"Please sit down!" I raised my voice, using my most authoritative "teacher" volume without frightening the rest of the kids seated in front of me. One of my 12-year-olds had gotten up from his desk, refusing to read aloud the paragraph we were dissecting from Hemingway's Old Man and the Sea.
"Where are you going?" I demanded, heading down the aisle toward him. Fortunately, he didn't have anything metallic pointed at me.
"Toby, please sit down so we can go on!" By this time, Toby had one of his legs dangling out the awning window cranked open in the sweltering heat of Warner Robins, Georgia. I headed for the phone on the wall.
"Please send the Vice Principal to my room immediately! One of my students is climbing out the window."

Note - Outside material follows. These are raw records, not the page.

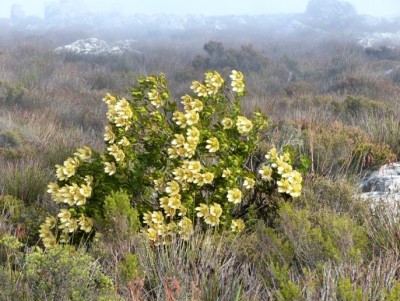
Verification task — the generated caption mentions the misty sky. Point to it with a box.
[0,0,400,17]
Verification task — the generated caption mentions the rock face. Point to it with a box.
[54,38,138,55]
[361,163,400,208]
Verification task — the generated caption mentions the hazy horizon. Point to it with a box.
[0,0,400,18]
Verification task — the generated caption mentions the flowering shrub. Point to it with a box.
[40,70,302,247]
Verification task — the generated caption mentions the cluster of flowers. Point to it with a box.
[259,148,303,198]
[40,70,302,247]
[143,71,255,243]
[39,146,93,248]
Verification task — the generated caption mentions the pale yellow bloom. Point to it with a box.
[243,177,256,189]
[172,111,187,128]
[185,110,200,125]
[167,147,179,159]
[147,89,164,108]
[190,81,208,97]
[187,161,202,173]
[206,137,219,153]
[195,203,209,217]
[276,179,293,194]
[227,188,242,204]
[118,136,131,147]
[74,146,92,161]
[181,94,193,111]
[258,165,273,181]
[143,212,153,226]
[222,168,232,178]
[104,125,115,143]
[236,116,253,134]
[165,181,180,196]
[265,147,278,161]
[168,194,181,209]
[107,144,125,162]
[221,117,234,130]
[210,203,222,218]
[151,211,164,224]
[204,214,219,226]
[186,126,200,143]
[231,219,245,232]
[203,172,214,184]
[191,99,204,112]
[172,167,186,182]
[79,214,93,233]
[104,162,117,176]
[147,228,158,241]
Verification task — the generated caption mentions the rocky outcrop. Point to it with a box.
[361,163,400,208]
[54,38,138,55]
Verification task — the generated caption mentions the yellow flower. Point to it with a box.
[187,161,202,173]
[165,181,180,196]
[151,211,164,224]
[172,111,187,129]
[168,194,181,209]
[206,137,219,153]
[195,203,209,217]
[276,179,293,194]
[185,110,200,125]
[243,177,256,189]
[210,203,222,217]
[186,126,200,143]
[143,212,153,226]
[258,165,272,181]
[191,99,204,112]
[222,168,232,178]
[57,209,71,224]
[118,136,131,147]
[229,70,244,93]
[193,173,205,187]
[287,170,303,184]
[79,184,92,198]
[172,167,186,182]
[104,162,117,176]
[221,117,233,130]
[236,116,253,134]
[204,214,219,226]
[181,94,193,111]
[147,228,158,241]
[167,147,179,159]
[227,188,242,204]
[231,219,245,232]
[147,89,164,108]
[79,214,93,233]
[203,172,214,184]
[265,147,278,161]
[107,144,125,162]
[74,146,92,161]
[190,81,208,97]
[104,125,115,143]
[229,70,243,81]
[153,178,164,193]
[171,134,185,147]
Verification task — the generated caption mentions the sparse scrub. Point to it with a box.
[0,22,400,301]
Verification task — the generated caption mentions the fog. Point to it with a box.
[0,0,400,17]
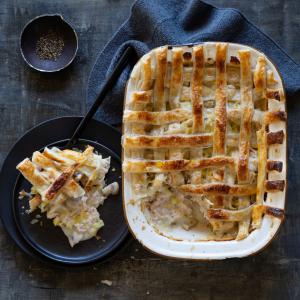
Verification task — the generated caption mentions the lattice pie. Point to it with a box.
[122,43,287,240]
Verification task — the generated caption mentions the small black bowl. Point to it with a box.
[20,14,78,72]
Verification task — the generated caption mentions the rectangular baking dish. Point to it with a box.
[123,42,286,260]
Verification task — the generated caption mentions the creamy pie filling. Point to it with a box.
[17,146,119,247]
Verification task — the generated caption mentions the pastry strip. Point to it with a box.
[123,156,234,173]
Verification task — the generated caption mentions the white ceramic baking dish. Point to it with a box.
[123,42,286,260]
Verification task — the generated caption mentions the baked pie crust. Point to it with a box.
[122,43,287,244]
[17,146,118,247]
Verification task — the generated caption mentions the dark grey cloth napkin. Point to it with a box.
[87,0,300,124]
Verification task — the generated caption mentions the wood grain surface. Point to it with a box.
[0,0,300,300]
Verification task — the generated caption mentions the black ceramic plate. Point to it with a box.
[0,117,128,265]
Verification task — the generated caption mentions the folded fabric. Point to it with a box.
[87,0,300,125]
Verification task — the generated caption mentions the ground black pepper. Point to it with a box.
[36,30,65,60]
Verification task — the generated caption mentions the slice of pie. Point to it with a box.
[122,43,287,240]
[17,146,118,247]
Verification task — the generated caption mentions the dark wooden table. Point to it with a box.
[0,0,300,300]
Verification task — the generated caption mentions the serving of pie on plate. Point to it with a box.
[122,42,287,259]
[17,146,119,247]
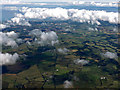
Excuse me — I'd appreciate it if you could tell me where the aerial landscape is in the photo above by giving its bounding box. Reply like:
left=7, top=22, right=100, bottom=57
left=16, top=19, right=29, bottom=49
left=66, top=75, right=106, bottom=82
left=0, top=0, right=120, bottom=89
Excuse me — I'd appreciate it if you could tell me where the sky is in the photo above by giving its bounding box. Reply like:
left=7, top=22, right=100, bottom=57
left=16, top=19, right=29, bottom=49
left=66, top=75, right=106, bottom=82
left=0, top=0, right=120, bottom=2
left=21, top=0, right=119, bottom=2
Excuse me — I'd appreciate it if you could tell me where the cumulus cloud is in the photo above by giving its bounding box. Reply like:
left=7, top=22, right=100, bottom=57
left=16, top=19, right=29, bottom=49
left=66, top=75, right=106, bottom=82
left=8, top=14, right=31, bottom=26
left=72, top=1, right=118, bottom=7
left=57, top=48, right=69, bottom=54
left=74, top=59, right=89, bottom=65
left=64, top=80, right=73, bottom=88
left=101, top=52, right=117, bottom=59
left=17, top=7, right=118, bottom=25
left=29, top=29, right=59, bottom=46
left=0, top=52, right=19, bottom=65
left=0, top=31, right=18, bottom=47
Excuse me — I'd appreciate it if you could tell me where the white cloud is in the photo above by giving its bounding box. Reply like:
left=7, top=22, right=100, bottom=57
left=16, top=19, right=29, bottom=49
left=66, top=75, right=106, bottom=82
left=0, top=31, right=18, bottom=47
left=88, top=27, right=98, bottom=31
left=57, top=48, right=69, bottom=54
left=101, top=52, right=118, bottom=59
left=72, top=1, right=118, bottom=7
left=64, top=80, right=73, bottom=88
left=9, top=15, right=31, bottom=26
left=74, top=59, right=89, bottom=65
left=29, top=29, right=59, bottom=46
left=20, top=7, right=118, bottom=25
left=0, top=52, right=19, bottom=65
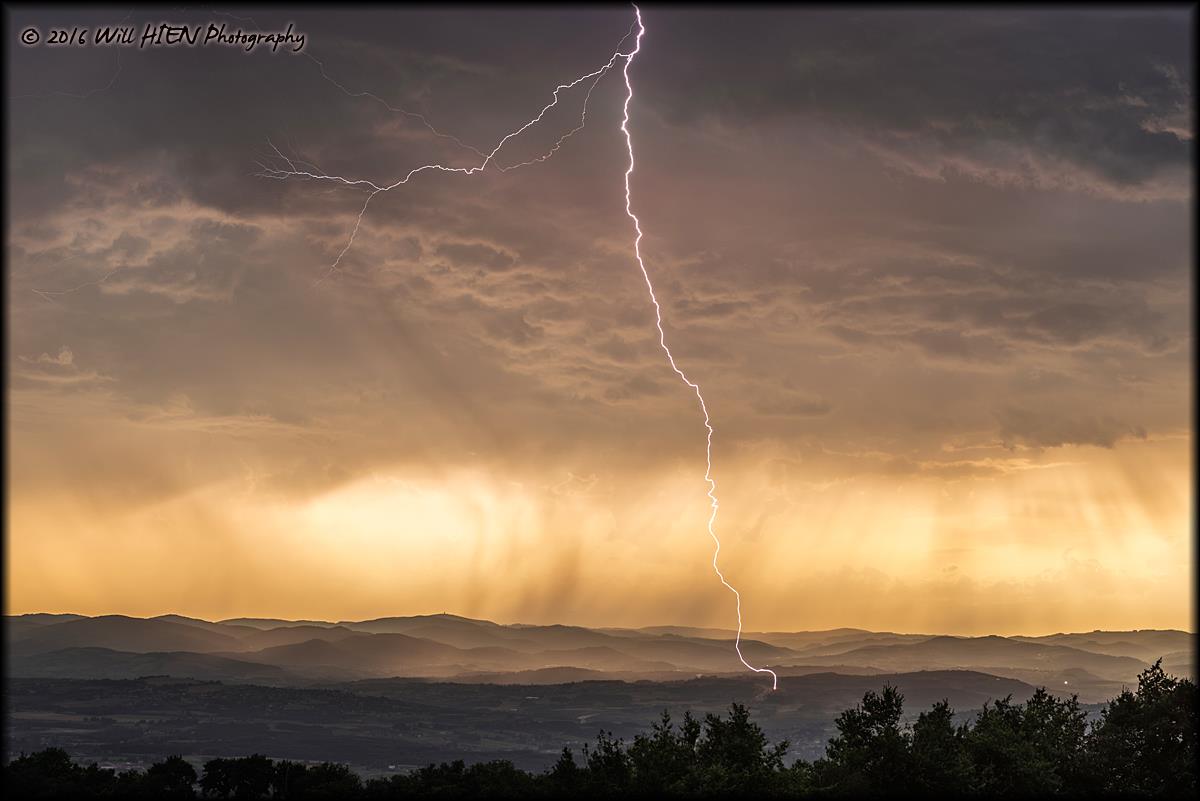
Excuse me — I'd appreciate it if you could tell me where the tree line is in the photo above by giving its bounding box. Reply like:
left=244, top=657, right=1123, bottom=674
left=4, top=660, right=1196, bottom=799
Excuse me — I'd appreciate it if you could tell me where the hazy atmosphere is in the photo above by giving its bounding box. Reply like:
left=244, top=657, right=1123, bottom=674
left=6, top=6, right=1194, bottom=633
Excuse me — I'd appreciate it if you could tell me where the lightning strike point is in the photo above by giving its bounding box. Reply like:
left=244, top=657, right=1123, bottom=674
left=620, top=5, right=779, bottom=689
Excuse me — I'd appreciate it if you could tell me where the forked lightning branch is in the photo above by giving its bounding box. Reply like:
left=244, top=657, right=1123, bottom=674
left=259, top=6, right=779, bottom=689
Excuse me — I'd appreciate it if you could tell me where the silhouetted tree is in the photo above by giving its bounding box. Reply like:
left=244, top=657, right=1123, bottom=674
left=911, top=699, right=971, bottom=796
left=812, top=685, right=911, bottom=795
left=1087, top=660, right=1196, bottom=797
left=200, top=754, right=275, bottom=799
left=583, top=730, right=632, bottom=796
left=545, top=746, right=583, bottom=795
left=4, top=663, right=1196, bottom=799
left=140, top=755, right=196, bottom=799
left=697, top=704, right=788, bottom=794
left=629, top=710, right=700, bottom=793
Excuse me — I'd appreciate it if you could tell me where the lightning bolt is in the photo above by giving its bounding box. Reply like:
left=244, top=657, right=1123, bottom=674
left=620, top=5, right=779, bottom=689
left=259, top=5, right=779, bottom=689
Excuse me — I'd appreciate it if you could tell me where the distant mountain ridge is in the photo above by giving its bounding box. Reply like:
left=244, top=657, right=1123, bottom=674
left=5, top=614, right=1195, bottom=694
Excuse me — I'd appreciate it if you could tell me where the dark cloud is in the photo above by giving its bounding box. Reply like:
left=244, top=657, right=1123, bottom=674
left=997, top=408, right=1146, bottom=447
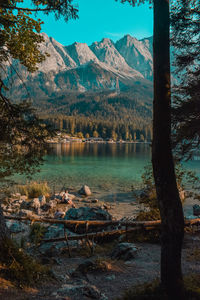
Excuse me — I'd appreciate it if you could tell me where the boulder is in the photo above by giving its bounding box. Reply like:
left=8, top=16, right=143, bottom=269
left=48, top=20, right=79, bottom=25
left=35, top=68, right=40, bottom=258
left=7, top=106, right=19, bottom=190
left=193, top=204, right=200, bottom=216
left=64, top=207, right=112, bottom=221
left=42, top=199, right=57, bottom=211
left=38, top=195, right=46, bottom=206
left=78, top=185, right=92, bottom=197
left=30, top=198, right=40, bottom=210
left=64, top=207, right=112, bottom=233
left=111, top=243, right=138, bottom=260
left=19, top=209, right=36, bottom=218
left=6, top=220, right=29, bottom=233
left=20, top=195, right=28, bottom=201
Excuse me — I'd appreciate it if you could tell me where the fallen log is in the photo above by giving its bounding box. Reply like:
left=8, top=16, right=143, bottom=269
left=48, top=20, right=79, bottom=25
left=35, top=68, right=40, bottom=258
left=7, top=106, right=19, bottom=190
left=4, top=216, right=160, bottom=227
left=4, top=216, right=200, bottom=228
left=41, top=227, right=141, bottom=243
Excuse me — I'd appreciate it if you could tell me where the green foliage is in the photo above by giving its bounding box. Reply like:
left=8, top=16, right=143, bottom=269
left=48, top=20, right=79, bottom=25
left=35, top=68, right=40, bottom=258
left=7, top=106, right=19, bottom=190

By the time I finished the second sentence, Toby had managed to flatten his body plank-link through the pane of glass that extended outward and had disengaged himself from our study of Ernest. I heard a thud and crack of branches in the lantana, planted just six feet below and ran to the windows. The orange, yellow, and purple blossoms lay crushed amid the splintered branches on the ground. The back of Toby's blue-jean jacket and pants were visible, running through the parking lot toward the street in front of the school.
The Vice Principal threw open the door to my classroom. "Toby Mulcahy climbed through the window and is heading across the parking lot!" I shouted.
The back of his jacket was the last I ever saw of Toby Mulcahy.
Later that year, my students gathered around a black-and-white television projecting downward from the ceiling. Together we watched coverage of the shooting of Martin Luther King, Jr., in April, 1968, and in June that year, the assasination of Bobby Kennedy. My student reactions were mixed.